All our vanities wither with the passing seasons, as Ecclisiastes wrote, but even so, love endures.


8:08 PM  
Blogger iarla said...

what an elegant post from dan mercer. pure gold. and, how it applies to our love of older movies, my passion for forties hollywood and its protagonists! how disappointing it might be to actually go there, and meet my idols! its all an illusion, a fantasy, and not just onscreen.

7:42 AM  
Blogger Dave K said...

Don't get me started!!! I'm a big Perry Mason fan, novels, original TV and, yes, the 1930's features. It's easy to see why Erle Stanley Gardner hated the Warners series; they made hash of his plots and supporting characters (Allen Jenkins as both Sgt. Holcolmb AND 'Spudsy' Drake?)
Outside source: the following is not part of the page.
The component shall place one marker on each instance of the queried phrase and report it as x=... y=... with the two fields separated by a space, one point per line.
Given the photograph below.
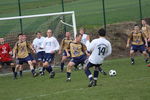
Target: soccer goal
x=59 y=22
But I have a theory… remember the novels had been on the scene less than two years before the first movie adaptation. In the initial two or three books, Perry is a pretty hard boiled type and actually does a fair share of standard issue detecting. Warren Williams made a good physical match for the lawyer (Gardner never went into too much detail here, but he often described Mason as having dark good looks and long legs!) But Williams also brought his own silky-sneaky vibe to the character. As much as Gardner detested the movies, and his total lack of control, I'd argue he quickly modified PM into the smoother, trickier Williams model (Cortez was pretty sleek too) a guy less involved in traditional gunplay but full of wild ass legal antics and corner cutting long before anyone even gets murdered (typically you are eighty to a hundred pages into a Mason mystery before the first corpse shows up.) Perry always had an ethical flexibility on the printed page, but the books from the later thirties through the early fifties give us a polished smoothie, the sort of witty egoist Williams could play in his sleep (and, alas, pretty much did, late in his career).

It is fascinating that Gardner himself hand picked Raymond Burr for the television version… a dramatic switch that obviously paid off. I'd recommend fans catching the first year of the series, the only season to base the majority of episodes on published novels. In this first batch, a very svelte Burr (favoring loud sports coats!) almost scurries about, employing tactics far more devious than anything you'll see in the succeeding decade. And I love that idea of pre-code Perrys. Kevin is right, the Mason-Della Street relationship early on is straight forward. At the end of one of the best of the early books, Perry proposes. Della asks if she would have to quit her job. Perry says yes. So Della says no. Then they promptly take off for a romantic cruise around the world!